Rats injected with engineered microparticles tolerated a hind limb transplant from another rat for more than 200 days, even in the absence of drugs that suppress immune responses, researchers report March 13 in Science Advances.
When injected into the transplanted tissue, the microparticles release a signaling protein known as CCL22 that’s secreted from cancer cells and attracts specialized immune cells. These immune cells, called regulatory T cells, can mark the rat’s new tissue as “self” and protect it from an onslaught of immune defenses that would normally attack foreign material.
The microparticle treatment is “fundamentally different than anything that is used right now in clinical medicine simply because it doesn’t suppress the animal’s immune system,” says James Fisher, a bioengineer at the University of Pittsburgh.
Patients who receive donor organs or tissues typically spend the rest of their lives taking medication that dampens their immune responses. Without drugs, the immune system would attack and reject the donor tissue, unless it is a perfect genetic match, causing the transplant to fail.
But long-term regimens of immunosuppressive drugs can put patients at risk for things like infectious disease or cancer (SN: 10/21/18). Another approach could be to keep immune responses intact while also shielding new tissue — such as stealing techniques that cancer cells use to evade detection.
Inspired by therapies designed to block cancer’s strategies for concealment, “the thought came into my head: I wonder if we were able to synthetically mimic [what cancer cells do], could we trick the body into accepting a transplant?” says Steven Little, a chemical engineer at the University of Pittsburgh.
Little, Fisher and colleagues transplanted hind limbs from brown Norway rats onto white Lewis rats and injected CCL22-releasing microparticles into the reattached legs. The team then monitored how long the rats tolerated the new appendage without immunosuppressive drugs.
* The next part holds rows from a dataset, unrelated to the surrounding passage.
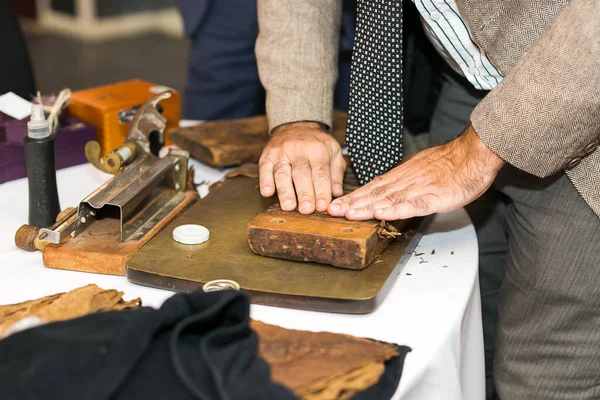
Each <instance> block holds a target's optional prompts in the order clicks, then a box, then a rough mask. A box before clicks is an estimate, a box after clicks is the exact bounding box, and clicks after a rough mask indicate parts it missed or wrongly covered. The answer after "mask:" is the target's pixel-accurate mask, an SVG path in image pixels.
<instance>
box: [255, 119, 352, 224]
mask: <svg viewBox="0 0 600 400" xmlns="http://www.w3.org/2000/svg"><path fill="white" fill-rule="evenodd" d="M258 167H259V176H260V193H261V194H262V195H263V196H265V197H270V196H272V195H273V194H275V192H277V195H278V197H279V203H280V205H281V208H282V209H283V210H285V211H291V210H294V209H296V207H297V206H298V211H300V213H302V214H310V213H312V212H314V211H315V210H316V211H320V212H323V211H326V210H327V206H328V205H329V204H330V202H331V199H332V196H335V197H337V196H341V195H342V194H343V189H342V184H343V180H344V172H345V170H346V162H345V161H344V158H343V156H342V149H341V148H340V145H339V143H338V142H337V141H336V140H335V139H334V138H333V137H331V136H330V135H329V134H328V133H327V132H326V131H325V130H324V129H323V127H322V125H321V124H318V123H316V122H297V123H292V124H286V125H282V126H280V127H278V128H276V129H275V131H274V132H273V135H272V137H271V140H270V141H269V143H268V144H267V146H266V147H265V149H264V150H263V153H262V155H261V157H260V161H259V163H258Z"/></svg>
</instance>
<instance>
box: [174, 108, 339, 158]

Most rats treated with microparticles maintained healthy limbs, while those that didn’t get the treatment rejected the transplant. Regulatory T cells, which act to suppress immune responses and prevent them from attacking a host’s own issue, migrated to the site of the transplant and appeared to decrease inflammation.
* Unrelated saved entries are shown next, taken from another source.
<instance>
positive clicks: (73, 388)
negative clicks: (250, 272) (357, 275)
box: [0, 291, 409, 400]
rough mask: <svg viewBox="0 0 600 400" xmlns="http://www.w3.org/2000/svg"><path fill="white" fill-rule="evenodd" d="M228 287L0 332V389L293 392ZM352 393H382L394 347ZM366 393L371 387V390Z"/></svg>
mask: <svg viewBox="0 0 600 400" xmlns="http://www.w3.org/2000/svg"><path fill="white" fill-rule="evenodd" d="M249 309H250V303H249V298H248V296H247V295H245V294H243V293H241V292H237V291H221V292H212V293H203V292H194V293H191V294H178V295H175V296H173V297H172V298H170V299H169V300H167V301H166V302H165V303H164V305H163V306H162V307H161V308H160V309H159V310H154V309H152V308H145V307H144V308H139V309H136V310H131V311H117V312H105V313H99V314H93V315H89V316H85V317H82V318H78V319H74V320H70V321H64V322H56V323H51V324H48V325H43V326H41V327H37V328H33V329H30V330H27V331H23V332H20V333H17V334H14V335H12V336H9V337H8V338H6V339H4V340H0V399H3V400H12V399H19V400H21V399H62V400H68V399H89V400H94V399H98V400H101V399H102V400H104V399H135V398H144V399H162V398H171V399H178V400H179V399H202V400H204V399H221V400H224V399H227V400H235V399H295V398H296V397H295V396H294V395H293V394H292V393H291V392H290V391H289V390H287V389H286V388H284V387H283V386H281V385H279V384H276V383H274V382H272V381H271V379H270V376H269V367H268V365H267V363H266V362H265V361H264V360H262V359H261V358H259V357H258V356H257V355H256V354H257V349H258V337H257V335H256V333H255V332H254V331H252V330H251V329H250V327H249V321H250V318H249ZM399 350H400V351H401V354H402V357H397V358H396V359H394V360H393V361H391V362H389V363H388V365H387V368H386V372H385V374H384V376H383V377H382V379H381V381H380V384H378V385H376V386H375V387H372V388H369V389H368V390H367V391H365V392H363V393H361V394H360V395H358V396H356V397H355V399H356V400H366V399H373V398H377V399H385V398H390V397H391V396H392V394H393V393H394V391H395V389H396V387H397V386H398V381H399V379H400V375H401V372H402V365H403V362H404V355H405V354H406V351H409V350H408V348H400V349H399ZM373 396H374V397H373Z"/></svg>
A rat’s tolerance for additional new tissue was also specific to the original donor. When the researchers grafted skin from a third type of rat, called Wistar Furth, onto animals that had received a new limb — but didn’t inject the animals with microparticles to train the immune system to accept the new donor — the skin was rejected and sloughed off. Skin grafts from another Lewis rat or a donor brown Norway rat, however, healed and eventually grew hair.
Skin, an animal’s protection against the outside world, hosts an abundance of immune cells ready to attack invaders or injuries — which poses a problem for successful transplants. “Anytime you throw skin into the mix, it makes things all the more difficult,” Fisher says. Since the rats could tolerate some types of skin, the rodents may also be able accept any other type of tissue.
It’s exciting to see that the rodents in the study could retain transplanted tissue, says Anita Chong, a transplant immunologist at the University of Chicago who was not involved in the work. But the technique “is far, far away” from being used in humans, she says.
While it’s clear that the rats in the study maintained their new limbs for long periods of time, some of the specific details of the mechanism are still unclear, Chong says. “But if it’s true and correct, then it’s remarkable.”
To determine the best microparticle doses to use for larger animals, the researchers next plan to try the technique in pigs — an animal that shares many physiological traits with humans.